Identifying novel pathways to treat Hirschsprung-associated enterocolitis

Hirschsprung’s disease (HD) is a common cause of neonatal bowel obstruction. It is characterised by an absence of enteric neurons (aganglionosis) in the distal bowel. The aganglionosis involves the internal anal sphincter and extends orally, most often to the sigmoid colon. The aganglionic segment of the colon fails to relax, causing a functional, severe bowel obstruction. Current treatment is surgical resection of aganglionic bowel. Unfortunately, many children have problems after surgery, particularly in the first years of life. Postoperative problems include constipation, obstructive defecation, fecal incontinence and Hirschsprung-associated enterocolitis (HAEC).
HAEC is a dangerous clinical symptom complex characterized by abdominal distension, fever and diarrhoea. In addition, HAEC has been shown to be associated with reduced functional outcome, particularly fecal incontinence. HAEC occurs in 30–60% of HD patients and may occur both pre-and postoperatively. In some children, HAEC is the presenting symptom of HD, whereas others have one or more episodes after surgery. HAEC is most frequent the first year postoperatively, but some children continue to have relapsing HAEC episodes for many years. HAEC aetiology is poorly understood. Interestingly, this symptom complex does not occur in otherwise healthy children with severe chronic constipation or other bowel disorders. The aim of this project is to increase current understanding of HAEC aetiology with the goal to improve treatment for this condition, which causes severe morbidity and even may be life-threatening.

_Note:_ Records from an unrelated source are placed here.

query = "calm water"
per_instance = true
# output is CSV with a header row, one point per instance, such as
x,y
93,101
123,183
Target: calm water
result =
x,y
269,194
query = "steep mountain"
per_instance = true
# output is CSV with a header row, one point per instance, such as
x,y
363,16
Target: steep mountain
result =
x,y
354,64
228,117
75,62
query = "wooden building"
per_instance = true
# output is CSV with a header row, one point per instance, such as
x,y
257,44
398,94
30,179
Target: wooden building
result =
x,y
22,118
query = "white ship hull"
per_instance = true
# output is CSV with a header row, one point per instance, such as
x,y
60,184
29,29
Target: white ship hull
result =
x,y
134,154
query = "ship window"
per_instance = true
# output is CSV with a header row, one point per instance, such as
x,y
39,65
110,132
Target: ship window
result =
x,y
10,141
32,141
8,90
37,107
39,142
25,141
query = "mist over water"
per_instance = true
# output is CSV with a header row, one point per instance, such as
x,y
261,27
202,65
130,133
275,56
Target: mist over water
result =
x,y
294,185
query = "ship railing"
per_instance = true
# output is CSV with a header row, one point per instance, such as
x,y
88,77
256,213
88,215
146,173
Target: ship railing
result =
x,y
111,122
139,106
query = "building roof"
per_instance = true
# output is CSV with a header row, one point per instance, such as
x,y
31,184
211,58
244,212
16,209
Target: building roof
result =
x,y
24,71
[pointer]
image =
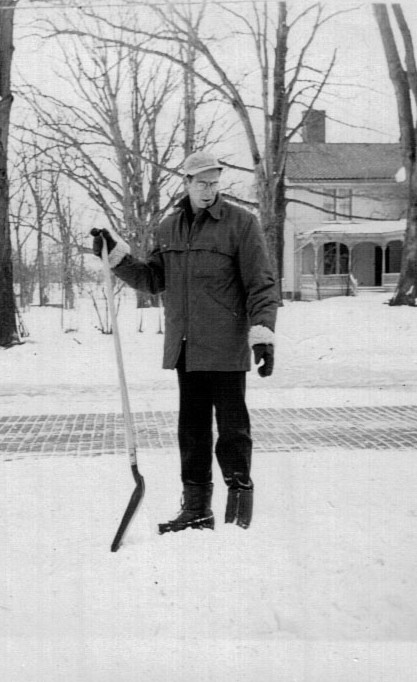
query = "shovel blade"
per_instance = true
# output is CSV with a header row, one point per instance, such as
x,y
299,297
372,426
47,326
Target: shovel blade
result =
x,y
130,513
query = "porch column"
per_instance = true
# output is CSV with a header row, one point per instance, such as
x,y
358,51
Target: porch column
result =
x,y
316,268
384,249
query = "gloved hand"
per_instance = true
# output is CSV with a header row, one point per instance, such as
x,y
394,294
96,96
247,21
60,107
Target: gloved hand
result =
x,y
99,235
265,352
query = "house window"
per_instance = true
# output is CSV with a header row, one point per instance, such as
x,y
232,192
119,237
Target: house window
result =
x,y
393,255
338,204
335,259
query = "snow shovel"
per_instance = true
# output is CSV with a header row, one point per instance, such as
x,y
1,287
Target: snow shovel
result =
x,y
139,491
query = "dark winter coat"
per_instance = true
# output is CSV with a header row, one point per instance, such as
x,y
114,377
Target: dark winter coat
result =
x,y
217,282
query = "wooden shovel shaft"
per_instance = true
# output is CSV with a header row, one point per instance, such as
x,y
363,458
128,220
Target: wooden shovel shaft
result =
x,y
119,357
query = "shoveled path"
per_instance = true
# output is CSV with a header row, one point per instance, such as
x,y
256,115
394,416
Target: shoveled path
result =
x,y
352,428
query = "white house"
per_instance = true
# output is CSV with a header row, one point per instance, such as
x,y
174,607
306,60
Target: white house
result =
x,y
345,217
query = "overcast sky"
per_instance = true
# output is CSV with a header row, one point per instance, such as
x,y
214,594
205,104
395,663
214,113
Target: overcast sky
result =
x,y
362,97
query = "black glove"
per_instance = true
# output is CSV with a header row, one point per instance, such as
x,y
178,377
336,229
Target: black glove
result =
x,y
99,235
265,352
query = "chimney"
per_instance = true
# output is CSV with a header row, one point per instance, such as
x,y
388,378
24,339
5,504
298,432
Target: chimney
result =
x,y
314,126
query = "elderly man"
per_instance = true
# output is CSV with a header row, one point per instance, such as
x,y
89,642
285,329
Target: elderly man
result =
x,y
210,261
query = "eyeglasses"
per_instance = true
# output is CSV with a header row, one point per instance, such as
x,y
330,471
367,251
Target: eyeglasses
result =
x,y
201,185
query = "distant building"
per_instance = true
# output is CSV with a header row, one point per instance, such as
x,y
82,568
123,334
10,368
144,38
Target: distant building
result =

We hypothesize that the lack of enteric neurons affects the development and function of immune cells in the gut and that disturbances of mucosal immunity in patients with HD is an underlying cause for HAEC.
The aim of this project is to study the mucosal immune system in the gut of HD patients by computational integration of single cell RNA sequencing, Spatial Transcriptomics and high dimensional immune-imaging of colonic tissue from HD patients and age-matched controls.